Geronte. (Vivamente) Acchetatevi. Mio fratello ha fatta la pazzia di lasciar la dote nelle mani di suo figlio, dubito che da lui sarà stata mal custodita; ma ciò non fa niente, quelli che avranno fatto con lui degli affari, saranno forzati restituire; la dote non può perire, ed in ogni caso io ne risponclerò.

Angelica. (Da sè) (Non ne posso più).

Dorval. (Imbarazzato) Tutto ciò va bene, ma...

Geronte. Che?

Dorval. (Guardando Angelica) Credo che la signora Angelica abbia qualche cosa da dirvi su tal proposito.

Angelica. (Tremando) Io?...

Geronte. (Alterato) Vorrei ben vedere, che ella avesse qualche cosa a ridire su quel ch’io faccio, su quel che ordino, su quel ch’io voglio; quel che voglio, quel che ordino, quel che faccio, lo faccio, lo voglio e lo ordino per il vostro meglio. Intendete? (ad Angelica)

Dorval. Parlerò io dunque e per lei, e per me.

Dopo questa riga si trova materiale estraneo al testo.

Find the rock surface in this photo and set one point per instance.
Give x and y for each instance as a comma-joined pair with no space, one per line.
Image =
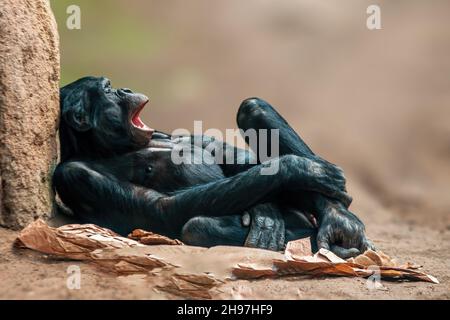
29,108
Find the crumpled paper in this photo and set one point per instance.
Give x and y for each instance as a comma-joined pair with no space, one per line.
299,259
150,238
195,272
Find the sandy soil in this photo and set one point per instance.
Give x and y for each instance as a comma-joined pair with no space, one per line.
30,275
375,103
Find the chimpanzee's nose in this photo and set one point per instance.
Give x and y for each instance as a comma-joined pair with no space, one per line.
124,91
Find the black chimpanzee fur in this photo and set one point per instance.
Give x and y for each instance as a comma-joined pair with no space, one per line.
117,173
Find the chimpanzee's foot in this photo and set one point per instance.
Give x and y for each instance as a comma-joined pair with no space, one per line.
341,231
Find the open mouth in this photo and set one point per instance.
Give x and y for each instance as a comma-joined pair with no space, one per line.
136,119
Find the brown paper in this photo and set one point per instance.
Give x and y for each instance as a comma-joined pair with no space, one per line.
195,272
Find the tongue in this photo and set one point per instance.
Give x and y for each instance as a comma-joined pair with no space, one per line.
138,122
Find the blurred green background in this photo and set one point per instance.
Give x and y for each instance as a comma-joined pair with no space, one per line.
375,102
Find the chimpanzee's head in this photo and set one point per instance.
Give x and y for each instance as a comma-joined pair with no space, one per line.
98,120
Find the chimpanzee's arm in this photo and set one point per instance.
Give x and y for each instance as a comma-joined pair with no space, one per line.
101,198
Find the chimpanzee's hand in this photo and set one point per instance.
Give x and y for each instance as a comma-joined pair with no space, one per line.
266,228
326,178
342,232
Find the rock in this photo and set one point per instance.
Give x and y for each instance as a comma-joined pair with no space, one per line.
29,109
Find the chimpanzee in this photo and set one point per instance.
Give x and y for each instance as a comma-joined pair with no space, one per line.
117,172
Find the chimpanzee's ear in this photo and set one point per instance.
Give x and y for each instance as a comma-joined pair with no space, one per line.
76,116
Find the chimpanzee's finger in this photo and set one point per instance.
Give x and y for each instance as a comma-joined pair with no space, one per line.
324,239
344,198
246,219
343,252
366,244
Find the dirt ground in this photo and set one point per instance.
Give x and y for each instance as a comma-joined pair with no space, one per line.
374,102
30,275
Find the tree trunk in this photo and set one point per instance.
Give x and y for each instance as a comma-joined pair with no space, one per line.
29,110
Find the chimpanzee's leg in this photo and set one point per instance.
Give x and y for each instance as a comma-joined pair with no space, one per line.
339,229
229,230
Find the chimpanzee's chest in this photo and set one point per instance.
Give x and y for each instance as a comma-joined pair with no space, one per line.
170,165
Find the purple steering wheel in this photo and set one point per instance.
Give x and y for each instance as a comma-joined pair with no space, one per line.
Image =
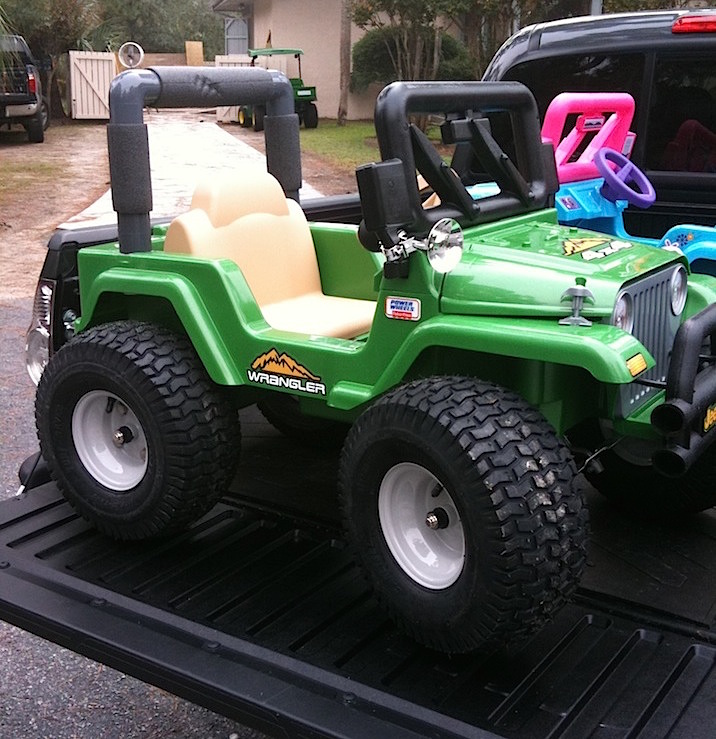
627,182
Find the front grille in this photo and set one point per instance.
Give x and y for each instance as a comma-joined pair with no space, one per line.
655,326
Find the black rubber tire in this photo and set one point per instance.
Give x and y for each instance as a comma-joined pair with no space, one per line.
283,413
259,113
35,129
519,498
45,114
191,427
310,116
641,490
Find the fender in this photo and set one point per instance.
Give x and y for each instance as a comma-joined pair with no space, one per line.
603,350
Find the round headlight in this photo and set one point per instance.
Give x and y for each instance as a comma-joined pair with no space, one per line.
623,316
37,352
679,288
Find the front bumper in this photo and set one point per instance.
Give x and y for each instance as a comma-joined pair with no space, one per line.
687,418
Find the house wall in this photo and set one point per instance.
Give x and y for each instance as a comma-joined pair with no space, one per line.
313,26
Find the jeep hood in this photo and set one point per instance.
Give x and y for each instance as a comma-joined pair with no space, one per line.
524,268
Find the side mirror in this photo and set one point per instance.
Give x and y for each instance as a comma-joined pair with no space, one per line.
444,245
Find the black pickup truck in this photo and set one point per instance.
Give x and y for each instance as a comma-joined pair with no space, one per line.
20,89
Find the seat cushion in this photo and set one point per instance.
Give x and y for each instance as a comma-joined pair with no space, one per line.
321,315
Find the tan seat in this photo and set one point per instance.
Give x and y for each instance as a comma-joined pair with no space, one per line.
267,235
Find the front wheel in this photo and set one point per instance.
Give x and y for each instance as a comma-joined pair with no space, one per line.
464,510
138,438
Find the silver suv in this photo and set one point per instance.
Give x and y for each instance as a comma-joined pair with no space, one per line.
20,89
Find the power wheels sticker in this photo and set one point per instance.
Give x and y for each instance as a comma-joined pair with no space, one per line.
402,309
281,370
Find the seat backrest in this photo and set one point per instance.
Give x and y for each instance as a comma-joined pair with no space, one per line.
228,196
274,250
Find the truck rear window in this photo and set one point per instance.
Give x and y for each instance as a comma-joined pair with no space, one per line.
546,78
681,134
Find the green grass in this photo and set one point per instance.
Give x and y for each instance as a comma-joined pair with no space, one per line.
342,146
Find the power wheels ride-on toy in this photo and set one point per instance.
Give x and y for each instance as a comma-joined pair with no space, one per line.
304,95
592,141
468,346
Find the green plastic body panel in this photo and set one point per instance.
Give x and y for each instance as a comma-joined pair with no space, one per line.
518,341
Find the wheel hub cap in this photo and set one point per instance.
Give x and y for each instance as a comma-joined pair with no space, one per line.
426,540
109,440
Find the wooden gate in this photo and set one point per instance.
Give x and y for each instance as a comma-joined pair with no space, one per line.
90,75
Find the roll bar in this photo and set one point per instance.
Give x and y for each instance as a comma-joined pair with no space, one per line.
190,87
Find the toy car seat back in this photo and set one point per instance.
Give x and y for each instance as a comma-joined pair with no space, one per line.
223,202
273,247
603,120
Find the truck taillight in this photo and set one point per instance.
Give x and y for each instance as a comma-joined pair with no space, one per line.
695,24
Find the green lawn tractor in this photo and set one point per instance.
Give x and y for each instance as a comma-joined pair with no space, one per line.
304,95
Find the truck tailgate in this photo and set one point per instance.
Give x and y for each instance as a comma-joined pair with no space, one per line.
257,612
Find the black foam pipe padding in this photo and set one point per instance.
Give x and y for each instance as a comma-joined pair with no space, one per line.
283,151
184,87
128,146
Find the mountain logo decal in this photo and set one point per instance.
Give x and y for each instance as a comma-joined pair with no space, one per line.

Geronte. Voi? Cosa avete da dirmi?

Dorval. Che me ne dispiace infinitamente; ma che questo matrimonio non si può fare.

Geronte. (Adirato) Cospetto! (Angelica e Dorval si allontanano un poco. A Dorval) Voi m’avete data la vostra parola d’onore.

Dorval. Sì, ma a condizione...

Geronte. (Volgendosi ad Angelica) Sarebbe forse quest’impertinente? Se lo potessi credere... se potessi dubitarne...

Dorval. (Con serietà) Non signore. Voi v’ingannate.

Geronte. (A Dorval, con isdegno) Siete voi dunque, che mi mancate?

Angelica. (Coglie il momento che Geronte parla a Dorval, e si ritira fuggendo.)